Макар похолодел, понимая, что руки и ноги плохо его слушаются. Такого раньше никогда с ним не случалось, он всегда безупречно владел своим телом и чувствовал его. Сейчас же конечности словно принадлежали кому-то другому — неловкому, рассеянному, вяло-неповоротливому, координация была явно нарушена.
Макар заставил себя встряхнуться и с силой прикусил язык. Резкая боль моментально его отрезвила, а рот наполнился привкусом крови: видимо, немного перестарался. Теперь главным было — не улыбаться, чтобы не пугать публику и Яночку своим окровавленным оскалом…
Номер превратился в пытку. Макар одновременно умирал от страха не справиться, не успеть вовремя подхватить Яночку — и отчаянно боролся с сонливостью. Он продолжал прикусывать себе то щеку, то язык: кратковременные и острые болевые ощущения ненадолго выдергивали его из этого состояния. Во рту у него, наверное, уже не осталось живого места…
Как бы ни был Макар раздавлен ситуацией с Динкой, однако отдавал себе отчет в том, что подобная физическая реакция организма на случившееся просто невозможна. С ним явно происходило что-то неладное, как будто он находился под действием каких-то препаратов… Но не мог же он, в самом деле, принять снотворное и сам этого не заметить?! Чушь, бред, хрень какая-то…
К счастью, номер уже подходил к концу. Зрители то и дело восхищенно или шокированно ахали и принимались аплодировать, даже не представляя, какие мучения сейчас испытывает один из воздушных гимнастов прямо у них на глазах. Лоб Макара покрылся испариной, сердце колотилось как бешеное, он чувствовал, что задыхается — и держался из последних сил. Опустившись с Яночкой на манеж, он успел шепнуть ей:
— Б-беги скорее к маме с папой!
Она удивленно округлила глаза: был еще финальный трюк, когда они в последний раз поднимались вместе под купол, а затем обрывались вниз, раскручиваясь в полете. Вероятно, что-то во взгляде Макара сказало Яне о том, что спорить и задавать вопросы сейчас не следует. Еще раз неуверенно оглянувшись на него, малышка бросилась к родителям.
Макар собирался уже высвободить запястье из обмотки и, поклонившись, тоже уйти — но лебедка вдруг снова начала подниматься, натянув полотно. Вероятно, Яночкин отец решил, что концовку номера Макар собрался исполнить сольно. А Макар понимал, что просто не сможет сейчас ничего сделать. У него совершенно не осталось сил, он выдохся, был выжат как лимон…

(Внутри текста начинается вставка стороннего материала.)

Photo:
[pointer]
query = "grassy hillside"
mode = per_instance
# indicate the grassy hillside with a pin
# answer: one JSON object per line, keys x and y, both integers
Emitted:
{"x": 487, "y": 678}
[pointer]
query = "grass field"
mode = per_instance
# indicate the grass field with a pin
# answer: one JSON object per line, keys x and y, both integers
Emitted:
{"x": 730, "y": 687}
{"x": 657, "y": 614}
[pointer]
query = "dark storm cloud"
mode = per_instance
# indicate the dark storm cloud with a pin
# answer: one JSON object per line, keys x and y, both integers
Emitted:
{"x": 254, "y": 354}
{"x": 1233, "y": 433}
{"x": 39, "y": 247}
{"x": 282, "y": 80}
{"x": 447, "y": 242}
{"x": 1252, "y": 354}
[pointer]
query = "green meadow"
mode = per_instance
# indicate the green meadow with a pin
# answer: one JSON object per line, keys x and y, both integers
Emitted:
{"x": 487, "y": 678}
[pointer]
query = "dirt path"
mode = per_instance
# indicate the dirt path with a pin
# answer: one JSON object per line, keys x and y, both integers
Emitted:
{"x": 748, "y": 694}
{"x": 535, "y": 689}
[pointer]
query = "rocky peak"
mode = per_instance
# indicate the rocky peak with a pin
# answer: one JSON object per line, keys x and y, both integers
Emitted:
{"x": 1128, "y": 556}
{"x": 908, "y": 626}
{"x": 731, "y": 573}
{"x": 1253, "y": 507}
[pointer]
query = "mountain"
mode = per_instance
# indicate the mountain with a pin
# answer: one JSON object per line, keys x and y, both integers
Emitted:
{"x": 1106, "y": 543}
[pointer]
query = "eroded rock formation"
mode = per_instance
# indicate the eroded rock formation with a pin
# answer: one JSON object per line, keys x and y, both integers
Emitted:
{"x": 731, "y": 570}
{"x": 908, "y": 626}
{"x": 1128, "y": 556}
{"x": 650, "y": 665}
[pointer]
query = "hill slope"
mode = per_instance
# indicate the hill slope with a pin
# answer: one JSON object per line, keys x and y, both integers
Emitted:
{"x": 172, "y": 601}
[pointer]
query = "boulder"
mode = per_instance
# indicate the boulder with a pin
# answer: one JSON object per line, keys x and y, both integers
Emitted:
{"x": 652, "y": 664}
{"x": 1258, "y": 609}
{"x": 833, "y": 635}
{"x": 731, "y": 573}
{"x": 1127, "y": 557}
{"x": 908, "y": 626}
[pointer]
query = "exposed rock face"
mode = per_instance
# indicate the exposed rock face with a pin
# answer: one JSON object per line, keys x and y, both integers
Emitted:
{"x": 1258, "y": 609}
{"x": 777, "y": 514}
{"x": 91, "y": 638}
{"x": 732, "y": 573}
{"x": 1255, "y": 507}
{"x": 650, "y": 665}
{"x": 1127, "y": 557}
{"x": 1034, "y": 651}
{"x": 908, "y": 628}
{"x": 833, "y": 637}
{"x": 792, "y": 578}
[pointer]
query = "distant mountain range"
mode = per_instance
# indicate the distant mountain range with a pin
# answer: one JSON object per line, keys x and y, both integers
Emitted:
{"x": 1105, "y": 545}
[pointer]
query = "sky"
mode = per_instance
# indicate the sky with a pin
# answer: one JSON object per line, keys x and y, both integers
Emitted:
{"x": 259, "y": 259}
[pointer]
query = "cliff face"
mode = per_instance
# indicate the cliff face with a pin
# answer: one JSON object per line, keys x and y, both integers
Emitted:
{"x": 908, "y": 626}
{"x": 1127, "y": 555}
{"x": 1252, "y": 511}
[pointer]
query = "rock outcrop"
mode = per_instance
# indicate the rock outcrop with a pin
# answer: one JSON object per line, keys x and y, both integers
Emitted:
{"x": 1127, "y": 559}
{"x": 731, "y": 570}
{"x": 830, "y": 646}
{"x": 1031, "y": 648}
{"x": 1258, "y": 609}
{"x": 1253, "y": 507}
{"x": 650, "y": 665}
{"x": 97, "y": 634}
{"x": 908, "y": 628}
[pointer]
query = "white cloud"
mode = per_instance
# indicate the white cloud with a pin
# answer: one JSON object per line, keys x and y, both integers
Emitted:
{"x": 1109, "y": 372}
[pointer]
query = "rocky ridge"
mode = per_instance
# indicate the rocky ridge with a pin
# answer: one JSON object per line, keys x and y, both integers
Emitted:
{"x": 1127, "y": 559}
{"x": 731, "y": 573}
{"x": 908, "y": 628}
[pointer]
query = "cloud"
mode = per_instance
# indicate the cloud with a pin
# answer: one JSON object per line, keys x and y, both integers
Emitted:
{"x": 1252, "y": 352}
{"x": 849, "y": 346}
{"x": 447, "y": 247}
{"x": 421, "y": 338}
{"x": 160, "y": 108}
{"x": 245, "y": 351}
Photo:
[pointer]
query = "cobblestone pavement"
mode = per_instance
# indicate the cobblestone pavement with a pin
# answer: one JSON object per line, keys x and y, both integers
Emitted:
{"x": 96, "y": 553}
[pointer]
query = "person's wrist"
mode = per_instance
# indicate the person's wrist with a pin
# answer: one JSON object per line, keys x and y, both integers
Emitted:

Он беспомощно повис на десятиметровой высоте, чувствуя, как ткань потихоньку соскальзывает с его запястья — он не завязывал ее узлом, просто обмотал… Макар сделал отчаянное усилие, пытаясь ухватиться за полотно второй рукой — но все плыло у него перед глазами.
«Я сейчас упаду», — заторможенно подумал он.
И упал.
Он услышал глухой стук собственного тела, рухнувшего на манеж — и какими-то остатками гаснущего сознания сразу же узнал его. Именно с таким звуком упал и разбился его отец…
И больше уже он ничего не видел и не слышал.
ЧАСТЬ II. Десять лет спустя
Рассказать, как она бесила? Не хватит слов.
Эти тряпки по всей квартире, гора посуды…
Говорил, что не буду ее опять, не буду,
Но бросался на это мясо, как стая псов.
Как она просыпалась — где-то в районе трех,
Надевала футболку с мерзким пятном от кофе.
Как дымила на кухне, морщила детский профиль.
Я хотел придушить ее, только никак не мог.